Ibuprofen blunts pain by suppressing inflammation; it's part of a popular group of painkillers known as nonsteroidal anti-inflammatory drugs, or NSAIDs. (Aspirin is also part of this group.) Athletes often use NSAIDs to push through demanding workouts, and even take them before or during competitions. The New York Times reports that, by some estimates, as many as 75 percent of long-distance runners use ibuprofen or other NSAIDs as part of their training regimen.

That doesn't mean they work. Recent studies have questioned whether taking NSAIDs before exercise actually helps performance; a study comparing pain and soreness reported by runners found no difference between those who used ibuprofen and those who didn't. But the notion persists that NSAIDs work as part of a "pain prevention" regimen, even while doctors say they should only be used to treat inflammation from acute injuries.

That's because besides offering no benefits, NSAIDs may do harm when combined with strenuous exercise. One new study, published Wednesday in the Emergency Medical Journal, looked at ultramarathoners: 89 of them were asked to take either an ibuprofen pill or a placebo every four hours over a 50-mile stretch of their race. Researchers then tested their levels of creatinine, a substance produced as the kidneys filter blood; high creatinine levels can indicate an acute kidney injury.

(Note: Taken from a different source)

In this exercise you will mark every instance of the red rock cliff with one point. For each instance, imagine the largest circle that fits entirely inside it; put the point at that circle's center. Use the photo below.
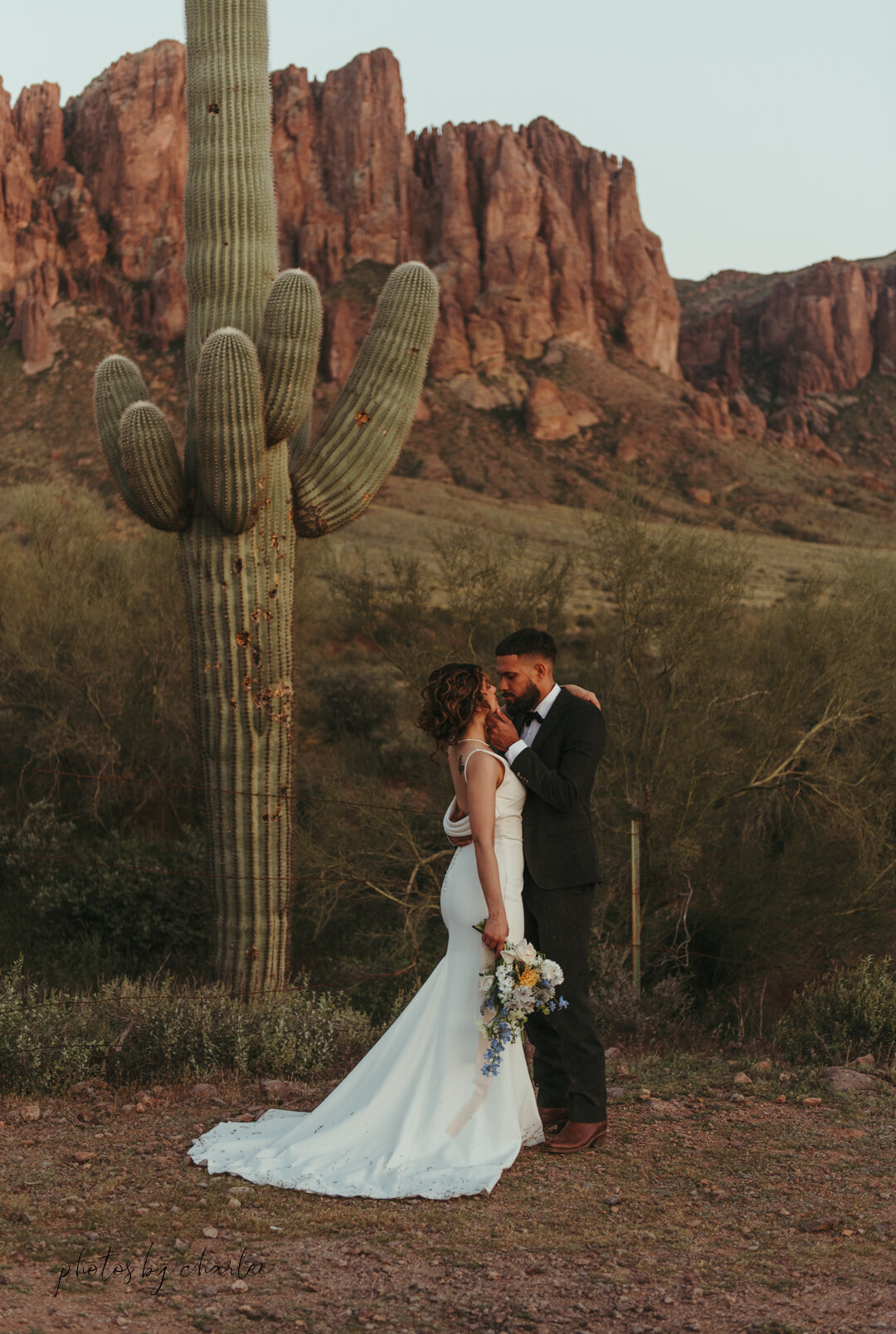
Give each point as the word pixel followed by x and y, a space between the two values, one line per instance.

At the end of the 50-mile stage, about 44 percent of all participants showed creatinine levels high enough to suggest an acute kidney injury—that shows just how much stress ultramarathons put on even seasoned runners' bodies. But more importantly, the runners who'd taken ibuprofen were 18 percent more likely to have developed a kidney injury than those who took the placebo and their injuries tended to be more severe, based on their creatinine levels. Though the study didn't follow up with them, researchers believe the runners recovered normal kidney function.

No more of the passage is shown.